Sie schulterte ihre Reisetasche und schlüpfte aus ihrem Zimmer. An der Garderobe hing das abgetragene Sakko ihres Vaters. Ohne schlechtes Gewissen machte sie sich daran, die Taschen nach Geld zu durchsuchen. Als ihre Finger auf ein Bündel zusammengeknüllter Geld scheine stießen, zog sie es heraus. Lauter Zwanziger. Nachdem sie sie geglättet hatte, zählte sie sie. Elf Stück. Seltsam. Woher hatte er das Geld? Egal. Er würde es doch nur vertrinken. Einen Schein legte sie an seinen alten Platz zurück, zwei schob sie sich in ihre Hosentasche, und den Rest steckte sie ihrer Mutter auf ihrem Weg nach draußen in die Einkaufstasche.

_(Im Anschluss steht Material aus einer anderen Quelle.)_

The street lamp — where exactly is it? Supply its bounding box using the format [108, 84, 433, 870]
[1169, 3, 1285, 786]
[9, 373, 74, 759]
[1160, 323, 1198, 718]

Nachdem sie die Eingangstür geöffnet hatte, wandte sie sich noch einmal um, um einen letzten Blick auf den Ort zu werfen, der fast siebzehn Jahre lang ihr Zuhause gewesen war. Sie hatte es ihr Zuhause genannt, obwohl es niemals ein echtes Zuhause gewesen war. Niemand hatte sich je richtig um sie gekümmert, geschweige denn sie beschützt. Oder geliebt.
Jetzt war sie frei.
Als sie Anstalten machte, die Tür hinter sich zuzuziehen, glaubte sie ein leises Weinen zu vernehmen – das Weinen ihrer Mutter. Becky Lynn hielt mitten in der Bewegung inne. Plötzlich wurde ihr die Brust eng. „Mama“, flüsterte sie und trat unwillkürlich von der geöffneten Tür zurück und wandte sich um.
Whiskeydunst umfing sie. Sie schüttelte den Kopf, um ihre Gedanken zu ordnen. Ein vertrautes Bild stieg vor ihrem geistigen Auge auf. Blauer Himmel und Palmen, strahlender Sonnenschein und fröhliche Menschen. Becky Lynn straffte die Schultern. Es stand nicht in ihrer Macht, ihrer Mutter zu helfen, so gern sie es auch getan hätte.